Though he was a master musician on several fronts - violinist, conductor, and educator - to those who knew Joseph Silverstein, he was simply "Joey."

Mr. Silverstein, 83, who died Sunday, Nov. 22, after suffering a heart attack at his home in Stockbridge, Mass., was concertmaster of the Boston Symphony Orchestra from 1962 to 1983 and music director of the Utah Symphony from 1983 to 1998, and had been the gray eminence of the Curtis Institute violin faculty since 2000. He was revered as a man of gravitas without pretension.

Though some of his chamber music recordings are considered classics, he happily melded into an ensemble. "This is not a sacrifice of creativity," he once said. "It is using your creativity in a slightly different way."

He won awards accorded to soloists - such as the silver medal at the Queen Elisabeth competition in 1959 - but his career was often spent shoring up musical infrastructures. While concertmaster in Boston, he was additionally named assistant conductor in 1971, which meant that then-music director Seiji Ozawa always had a backup. In recent years, he served as adviser or interim director of many orchestras, including the Florida Philharmonic.

But he never neglected his instrument, and had much useful advice about time management.

"Every time I go near my violin case, I asked two questions ... what am I practicing and why," he said during a master class. "If I can't answer those questions, I might as well do something else. You'd be surprised what you can accomplish in five minutes."

Roberto Diaz, now president of Curtis, attended that class and considers the advice almost daily in his own viola practice time. Others talk as much about Mr. Silverstein's warm-up exercises as the fine points of interpretation heard on his recordings with the Boston Symphony Chamber Players, which he cofounded.

His influence extended to those who never met him, including Philadelphia Orchestra concertmaster David Kim. "Many of the things that I try to do in my concert-mastering are passed down from him," Kim wrote on Facebook on Monday.

Though the Detroit native studied with great Old World teachers such as Josef Gingold and, at Curtis, Efrem Zimbalist, Mr. Silverstein's delight in younger talent was obvious - to wit, his 1970 recording of the Debussy Violin Sonata with then-firebrand Michael Tilson Thomas on piano, and his 2007 Philadelphia recital with the iconoclastic Awadagin Pratt.

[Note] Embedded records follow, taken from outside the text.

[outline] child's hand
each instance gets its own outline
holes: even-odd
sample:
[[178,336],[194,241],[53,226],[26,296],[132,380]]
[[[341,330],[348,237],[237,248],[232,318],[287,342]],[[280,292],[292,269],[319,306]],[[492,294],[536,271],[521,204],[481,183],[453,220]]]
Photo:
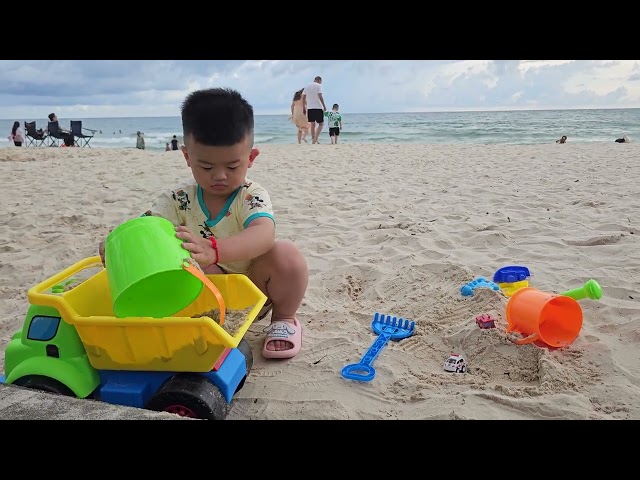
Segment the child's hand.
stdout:
[[191,252],[191,258],[206,268],[213,263],[217,263],[218,258],[216,251],[211,246],[211,241],[202,238],[200,235],[194,235],[184,225],[176,227],[176,237],[183,240],[182,246]]

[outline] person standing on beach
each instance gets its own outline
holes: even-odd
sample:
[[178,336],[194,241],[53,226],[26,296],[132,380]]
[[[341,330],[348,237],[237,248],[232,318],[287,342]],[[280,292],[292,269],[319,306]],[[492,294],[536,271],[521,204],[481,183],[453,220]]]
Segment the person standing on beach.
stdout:
[[304,104],[302,101],[302,91],[304,88],[301,88],[296,93],[293,94],[293,100],[291,101],[291,117],[289,120],[293,122],[293,124],[298,129],[298,143],[307,142],[307,135],[309,134],[309,120],[307,120],[307,115],[304,113]]
[[303,112],[307,114],[307,120],[311,124],[311,143],[320,143],[318,138],[322,132],[324,112],[327,111],[322,96],[322,77],[317,76],[312,83],[304,87],[302,105]]
[[142,132],[138,130],[136,135],[138,135],[138,138],[136,139],[136,148],[144,150],[144,137],[142,136]]
[[22,142],[24,142],[24,132],[22,131],[22,128],[20,128],[20,122],[13,122],[13,128],[11,129],[11,134],[8,138],[16,147],[22,146]]
[[178,150],[178,137],[175,135],[171,139],[171,150]]
[[331,139],[331,145],[338,143],[338,136],[340,135],[340,130],[342,130],[342,115],[340,115],[338,111],[339,108],[340,106],[334,103],[330,112],[324,112],[324,116],[327,117],[329,121],[329,138]]

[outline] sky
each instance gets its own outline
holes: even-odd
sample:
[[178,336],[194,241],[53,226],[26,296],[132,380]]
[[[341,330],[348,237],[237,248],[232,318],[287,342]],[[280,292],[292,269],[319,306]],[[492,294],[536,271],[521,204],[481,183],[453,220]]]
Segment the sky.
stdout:
[[0,118],[179,116],[209,87],[288,114],[316,75],[345,114],[640,108],[640,60],[0,60]]

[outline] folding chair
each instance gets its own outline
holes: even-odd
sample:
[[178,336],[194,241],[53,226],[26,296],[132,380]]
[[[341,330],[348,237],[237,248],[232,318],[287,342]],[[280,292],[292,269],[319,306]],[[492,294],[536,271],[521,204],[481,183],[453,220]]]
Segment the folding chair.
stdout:
[[27,140],[27,147],[33,145],[34,147],[41,147],[44,145],[45,140],[49,138],[47,134],[38,132],[36,130],[36,122],[24,122],[25,138]]
[[[89,130],[91,133],[95,133],[95,130],[91,130],[90,128],[84,128],[82,126],[82,120],[71,120],[71,133],[76,138],[75,143],[76,147],[89,147],[89,142],[93,138],[93,135],[85,135],[82,133],[82,130]],[[78,140],[79,139],[79,140]]]
[[67,134],[62,133],[60,131],[60,126],[58,125],[58,122],[48,122],[47,130],[49,131],[49,139],[51,140],[51,143],[49,143],[50,147],[59,146],[58,140],[64,141],[64,139],[67,137]]

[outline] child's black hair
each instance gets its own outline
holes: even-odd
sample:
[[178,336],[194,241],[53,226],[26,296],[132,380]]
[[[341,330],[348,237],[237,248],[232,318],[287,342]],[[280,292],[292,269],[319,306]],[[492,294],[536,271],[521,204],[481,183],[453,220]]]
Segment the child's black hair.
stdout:
[[253,107],[231,88],[209,88],[191,92],[182,103],[182,131],[196,142],[230,147],[251,136]]

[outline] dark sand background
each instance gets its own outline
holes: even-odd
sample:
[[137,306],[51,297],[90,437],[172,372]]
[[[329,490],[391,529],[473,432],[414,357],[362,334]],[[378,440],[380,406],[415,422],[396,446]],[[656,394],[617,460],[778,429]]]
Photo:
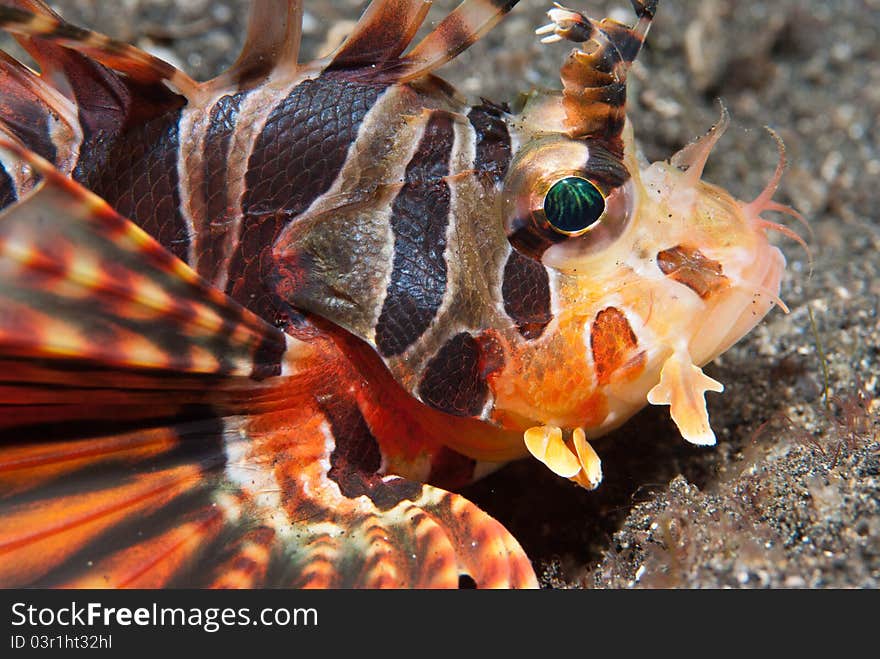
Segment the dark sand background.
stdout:
[[[52,4],[205,78],[235,58],[249,3]],[[306,50],[344,35],[363,4],[307,2]],[[435,4],[432,19],[455,3]],[[631,17],[625,0],[571,4]],[[523,0],[444,77],[497,101],[558,86],[568,46],[533,34],[548,8]],[[782,240],[791,314],[774,310],[707,369],[727,387],[709,400],[717,447],[685,445],[668,408],[646,409],[596,443],[597,492],[534,461],[469,488],[523,543],[545,586],[880,585],[880,0],[661,0],[631,75],[630,117],[646,156],[667,158],[702,134],[719,98],[733,126],[707,178],[756,196],[776,162],[763,126],[777,130],[790,160],[778,199],[812,222],[812,276],[803,250]]]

Only last week at Curtis, Diaz was having a particularly good lesson with student violist Haeji Kim when Mr. Silverstein, who had happened to be passing by, burst in and exclaimed, "Playing like that should be illegal!" It was high praise, and indicative of his less-formal - sometimes parental - approach toward teaching.

"An educational institution has to redefine itself periodically," he once said. "Today ... teachers on the faculty at Curtis take a much more vibrant interest in the totality of their students' lives."

He is survived by his wife, Adrienne; daughters Bunny and Deborah; son Mark; and four grandchildren.

A memorial service will be announced later.